I couldn’t help noticing the big debate that is going on at the moment about the young boy being photographed with his toenails painted pink. I am not sure whether it was an advertisement or a story, but it sure seems as though it is raising a lot of viewer response.

      Back in the day when we were growing up there was a very clear line that separated boys from girls. It didn’t matter whether it was in clothing or in toys, girls were pink and frilly and played with dollies and boys were tough. Boys played in the mud, played with guns, hammers and toy trucks. Boys were called sissies if they cried and when girls cried their mommies came running. Everything children played with emulated where they were headed – into a rough and tough workman’s world or into a mothering role.

      As time has gone by our style of toys has changed dramatically. Whereas boys wouldn’t be seen dead playing with dolls in the past, we now have boy figures created from loved cartoon characters. It started with Ken and then moved on to action figures like Batman, Superman and Spiderman, and more recently the little skinny legged ‘Woody’ from Toy Story.

      The hard-core line between frilly and pink and tough and blue has greatly diminished. In my mind I think that is great. Not all boys are tough and macho by nature and not all girls are gentle and sweet. Justin was about two years old and loved purses and little fairy dresses. His father was quite concerned about this, but decided not to make a big deal of it. As time went by Justin, quietly encouraged by his dad, became interested in Meccano sets and Buzz Lightyear. His little brother loves to watch the TV show “Strawberry Shortcake”. While shopping with his mom a few weeks ago, he decided that he wanted the little doll ‘Lemon’ from the same show. He made a wood-block house for her and took
her to Kindergarten. When he got home he said to his mom, “Lemon is a girly doll, isn’t she!” He put ‘Lemon’ away and that was that.

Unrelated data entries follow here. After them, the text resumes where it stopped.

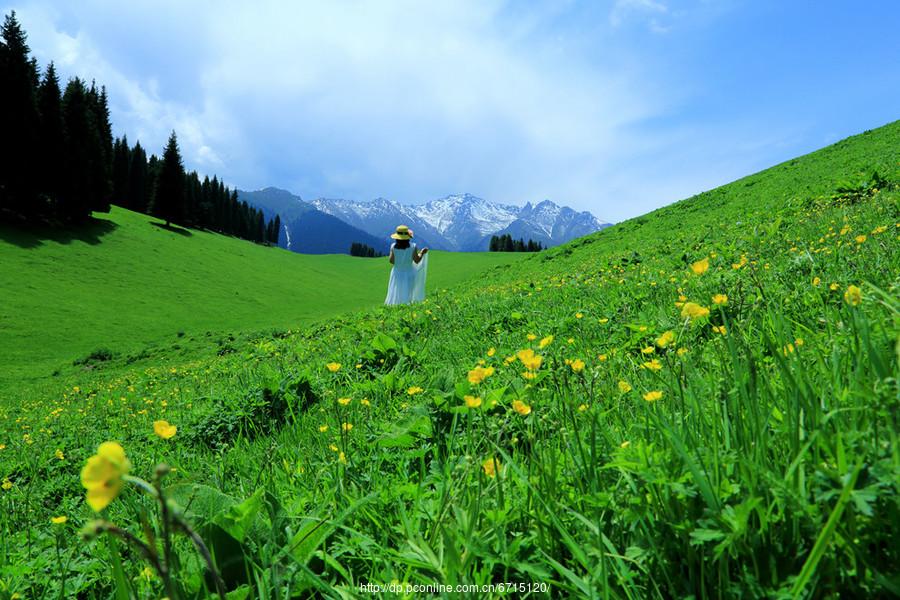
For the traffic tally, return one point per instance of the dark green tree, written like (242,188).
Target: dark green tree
(18,120)
(51,155)
(168,201)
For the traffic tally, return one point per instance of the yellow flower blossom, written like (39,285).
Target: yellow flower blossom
(479,374)
(665,339)
(164,430)
(531,360)
(694,311)
(853,295)
(653,396)
(490,467)
(102,475)
(521,408)
(700,267)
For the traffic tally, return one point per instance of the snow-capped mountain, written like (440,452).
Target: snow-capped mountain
(465,222)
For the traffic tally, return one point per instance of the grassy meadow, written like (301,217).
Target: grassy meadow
(138,291)
(700,402)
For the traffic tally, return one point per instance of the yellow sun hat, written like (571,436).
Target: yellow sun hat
(403,233)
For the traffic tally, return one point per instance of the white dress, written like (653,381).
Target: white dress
(407,282)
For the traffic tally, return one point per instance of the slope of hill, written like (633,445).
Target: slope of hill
(128,282)
(700,402)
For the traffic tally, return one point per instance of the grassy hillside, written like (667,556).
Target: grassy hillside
(127,283)
(701,402)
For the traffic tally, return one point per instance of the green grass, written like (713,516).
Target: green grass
(755,455)
(126,283)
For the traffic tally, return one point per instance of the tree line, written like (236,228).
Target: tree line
(59,161)
(364,250)
(505,243)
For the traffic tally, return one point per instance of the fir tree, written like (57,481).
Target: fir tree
(136,192)
(18,120)
(168,202)
(51,155)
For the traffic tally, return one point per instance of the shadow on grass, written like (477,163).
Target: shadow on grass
(173,229)
(33,235)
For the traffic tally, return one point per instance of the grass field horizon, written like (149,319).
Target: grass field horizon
(128,285)
(698,402)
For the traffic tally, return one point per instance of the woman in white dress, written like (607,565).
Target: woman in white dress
(407,282)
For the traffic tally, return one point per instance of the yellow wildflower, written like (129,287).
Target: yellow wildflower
(701,266)
(102,475)
(521,408)
(665,339)
(853,295)
(479,374)
(164,430)
(491,466)
(694,311)
(531,360)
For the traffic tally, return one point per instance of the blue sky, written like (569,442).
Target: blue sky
(617,107)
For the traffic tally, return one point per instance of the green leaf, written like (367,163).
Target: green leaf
(238,519)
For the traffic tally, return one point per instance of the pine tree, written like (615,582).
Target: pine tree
(121,172)
(18,120)
(75,197)
(51,155)
(137,180)
(168,203)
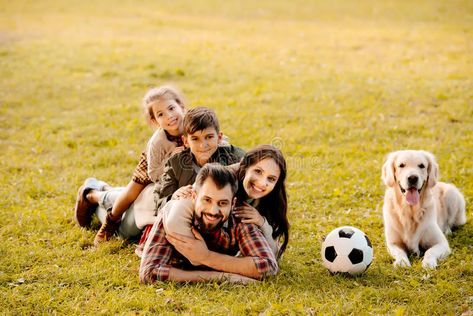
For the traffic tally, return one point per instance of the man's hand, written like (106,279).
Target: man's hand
(194,249)
(236,278)
(182,193)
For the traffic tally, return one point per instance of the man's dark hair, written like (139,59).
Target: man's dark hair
(219,174)
(200,118)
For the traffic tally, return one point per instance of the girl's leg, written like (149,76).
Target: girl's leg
(117,204)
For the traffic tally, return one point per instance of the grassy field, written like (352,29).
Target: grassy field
(336,84)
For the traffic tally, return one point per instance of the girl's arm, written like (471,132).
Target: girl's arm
(158,149)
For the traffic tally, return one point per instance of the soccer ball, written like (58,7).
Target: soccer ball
(347,249)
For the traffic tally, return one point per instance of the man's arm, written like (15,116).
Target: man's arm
(179,275)
(155,264)
(257,262)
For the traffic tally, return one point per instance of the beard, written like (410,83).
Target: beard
(206,228)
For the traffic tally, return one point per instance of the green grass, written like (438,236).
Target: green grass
(336,84)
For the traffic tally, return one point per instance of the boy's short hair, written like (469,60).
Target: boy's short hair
(200,118)
(219,174)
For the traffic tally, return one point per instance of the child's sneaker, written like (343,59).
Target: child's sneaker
(108,229)
(84,209)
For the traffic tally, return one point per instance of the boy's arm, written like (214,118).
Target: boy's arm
(156,257)
(168,183)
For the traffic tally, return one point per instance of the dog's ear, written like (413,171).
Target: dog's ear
(387,172)
(432,169)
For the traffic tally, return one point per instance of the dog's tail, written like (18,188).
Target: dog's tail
(456,207)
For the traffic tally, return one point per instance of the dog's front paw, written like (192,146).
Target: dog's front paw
(402,262)
(429,263)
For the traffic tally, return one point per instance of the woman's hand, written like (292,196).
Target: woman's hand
(182,193)
(249,214)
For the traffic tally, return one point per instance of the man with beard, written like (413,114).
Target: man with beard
(219,236)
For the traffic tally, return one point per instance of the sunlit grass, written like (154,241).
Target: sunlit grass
(336,85)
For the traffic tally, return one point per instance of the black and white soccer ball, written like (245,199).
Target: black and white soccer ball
(348,250)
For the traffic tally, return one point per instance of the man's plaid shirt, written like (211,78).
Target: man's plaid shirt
(159,256)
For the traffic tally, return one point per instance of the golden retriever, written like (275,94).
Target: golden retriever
(417,209)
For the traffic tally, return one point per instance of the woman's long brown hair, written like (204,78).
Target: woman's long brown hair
(274,205)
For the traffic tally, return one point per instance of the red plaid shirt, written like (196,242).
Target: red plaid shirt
(159,256)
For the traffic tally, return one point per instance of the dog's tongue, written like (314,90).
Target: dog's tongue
(412,196)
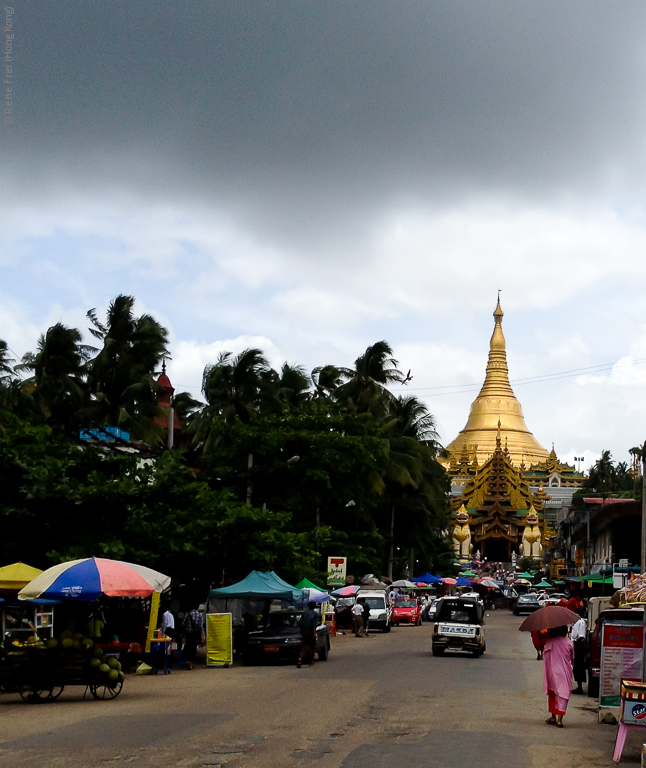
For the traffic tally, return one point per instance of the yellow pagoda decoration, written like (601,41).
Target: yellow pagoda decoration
(495,403)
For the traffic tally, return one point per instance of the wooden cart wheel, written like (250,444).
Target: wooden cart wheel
(105,692)
(35,694)
(55,691)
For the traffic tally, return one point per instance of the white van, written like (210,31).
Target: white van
(380,609)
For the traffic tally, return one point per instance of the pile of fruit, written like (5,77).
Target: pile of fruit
(70,647)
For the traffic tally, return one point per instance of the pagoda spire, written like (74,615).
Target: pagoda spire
(496,405)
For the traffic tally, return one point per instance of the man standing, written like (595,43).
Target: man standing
(366,617)
(168,628)
(193,626)
(578,638)
(357,617)
(309,622)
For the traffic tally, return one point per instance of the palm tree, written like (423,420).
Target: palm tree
(122,375)
(292,387)
(6,362)
(365,389)
(58,382)
(601,477)
(417,484)
(326,380)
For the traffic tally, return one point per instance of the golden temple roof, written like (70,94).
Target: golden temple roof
(495,403)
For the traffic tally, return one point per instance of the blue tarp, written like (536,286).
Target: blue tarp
(427,578)
(259,584)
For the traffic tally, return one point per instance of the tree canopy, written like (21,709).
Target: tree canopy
(276,468)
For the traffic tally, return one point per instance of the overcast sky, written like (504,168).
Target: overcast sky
(312,177)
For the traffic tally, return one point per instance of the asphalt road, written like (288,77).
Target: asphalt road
(380,702)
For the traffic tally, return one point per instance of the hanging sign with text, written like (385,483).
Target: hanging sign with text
(336,568)
(219,640)
(621,659)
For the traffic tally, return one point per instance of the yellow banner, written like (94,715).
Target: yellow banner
(152,620)
(219,640)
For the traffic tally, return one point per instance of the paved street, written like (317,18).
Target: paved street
(379,702)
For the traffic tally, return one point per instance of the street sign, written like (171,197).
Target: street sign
(336,568)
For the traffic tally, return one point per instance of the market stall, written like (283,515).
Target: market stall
(40,668)
(250,601)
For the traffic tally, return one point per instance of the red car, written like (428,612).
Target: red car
(406,610)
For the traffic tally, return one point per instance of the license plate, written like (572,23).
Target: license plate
(456,630)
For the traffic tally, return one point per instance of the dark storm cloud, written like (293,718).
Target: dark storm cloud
(300,109)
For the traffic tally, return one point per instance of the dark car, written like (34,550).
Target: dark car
(614,615)
(526,604)
(280,639)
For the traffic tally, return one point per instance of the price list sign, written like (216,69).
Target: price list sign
(621,659)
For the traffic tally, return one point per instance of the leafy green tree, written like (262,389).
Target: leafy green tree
(365,388)
(58,370)
(121,376)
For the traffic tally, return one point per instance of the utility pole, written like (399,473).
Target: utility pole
(249,483)
(391,553)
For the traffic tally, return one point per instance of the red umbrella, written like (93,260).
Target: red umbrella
(548,618)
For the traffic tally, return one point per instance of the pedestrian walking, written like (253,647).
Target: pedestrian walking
(168,628)
(557,681)
(578,637)
(539,638)
(366,618)
(357,617)
(193,626)
(309,622)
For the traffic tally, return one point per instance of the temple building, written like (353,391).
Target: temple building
(499,473)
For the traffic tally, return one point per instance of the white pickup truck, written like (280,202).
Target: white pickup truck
(459,626)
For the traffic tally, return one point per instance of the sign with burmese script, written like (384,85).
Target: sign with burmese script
(336,568)
(219,640)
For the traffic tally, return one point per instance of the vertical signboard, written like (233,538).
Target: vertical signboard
(621,659)
(219,640)
(336,567)
(152,619)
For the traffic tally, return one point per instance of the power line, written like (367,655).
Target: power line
(457,389)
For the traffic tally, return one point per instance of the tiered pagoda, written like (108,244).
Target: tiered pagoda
(502,513)
(498,472)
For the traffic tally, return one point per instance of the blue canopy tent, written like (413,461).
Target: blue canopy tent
(427,578)
(259,585)
(251,594)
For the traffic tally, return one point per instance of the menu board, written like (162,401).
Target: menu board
(219,640)
(621,659)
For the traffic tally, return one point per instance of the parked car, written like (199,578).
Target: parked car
(526,604)
(280,639)
(406,611)
(632,615)
(553,599)
(459,626)
(380,609)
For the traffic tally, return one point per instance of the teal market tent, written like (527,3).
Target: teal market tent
(307,584)
(259,585)
(427,578)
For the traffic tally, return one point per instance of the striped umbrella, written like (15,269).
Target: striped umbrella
(92,577)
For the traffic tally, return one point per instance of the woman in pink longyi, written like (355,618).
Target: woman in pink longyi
(559,660)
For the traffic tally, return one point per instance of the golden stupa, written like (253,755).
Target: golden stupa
(496,403)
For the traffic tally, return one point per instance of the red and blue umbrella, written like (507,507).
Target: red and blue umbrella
(92,577)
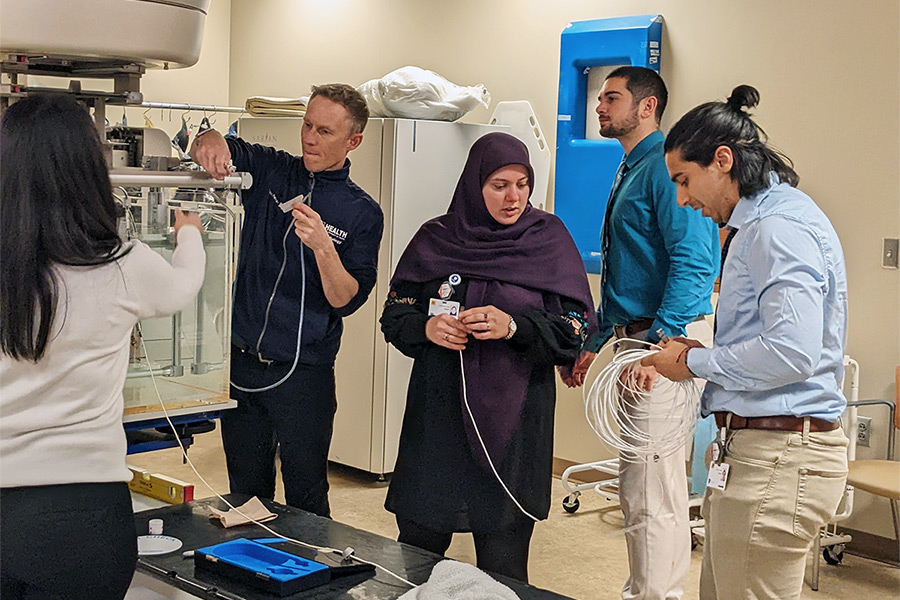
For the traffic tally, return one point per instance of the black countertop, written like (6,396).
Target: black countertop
(191,524)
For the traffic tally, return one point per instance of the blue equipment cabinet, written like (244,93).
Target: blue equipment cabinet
(585,168)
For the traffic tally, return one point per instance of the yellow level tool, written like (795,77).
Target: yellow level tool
(161,487)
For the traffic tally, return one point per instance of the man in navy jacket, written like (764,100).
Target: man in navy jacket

      There is never any fuss made about little girls wearing boyish clothes or playing cowboys and Indians yet there is a very negative attitude towards boys showing the least bit of femininity. Young women always appreciate men who show sensitivity. Guys don’t learn to be softhearted by constantly displaying a macho attitude and throwing their weight around. That is very unappealing to girls.

      Remember the movie, “Billy Elliott?” That poor lad was so terrified of his father’s response to him wanting to be a dancer that he hid the fact that he was going to dance classes for a long time. Eventually his father, a coalminer and very gruff man, came to terms with the fact that his son was living his passion and with great difficulty accepted his chosen path in life.

      It is vitally important to allow our children to develop their own characters and find their own identity. In no way am I supporting gender transfer, but by demonstrating extreme opposition to boys showing any feminine tendencies or sensitivity it can cause the child much stress and confusion. Instead, it is way more productive to gently guide them towards activities that are more male oriented without necessarily being tough and gruff.

      Children face all kinds of pressures as they grow up. As parents, we need to choose how we will deal with issues. The fact that two and three year olds may like dressing up in clothes of the opposite sex is hardly a big deal. They love to dress up. Hey, even adults like Robin Hood, Batman, Spiderman and Superman all wore tights and they were manly men! Lighten up and let the kids enjoy painting themselves and dressing up as they like. Life is short! What is a tutu between friends?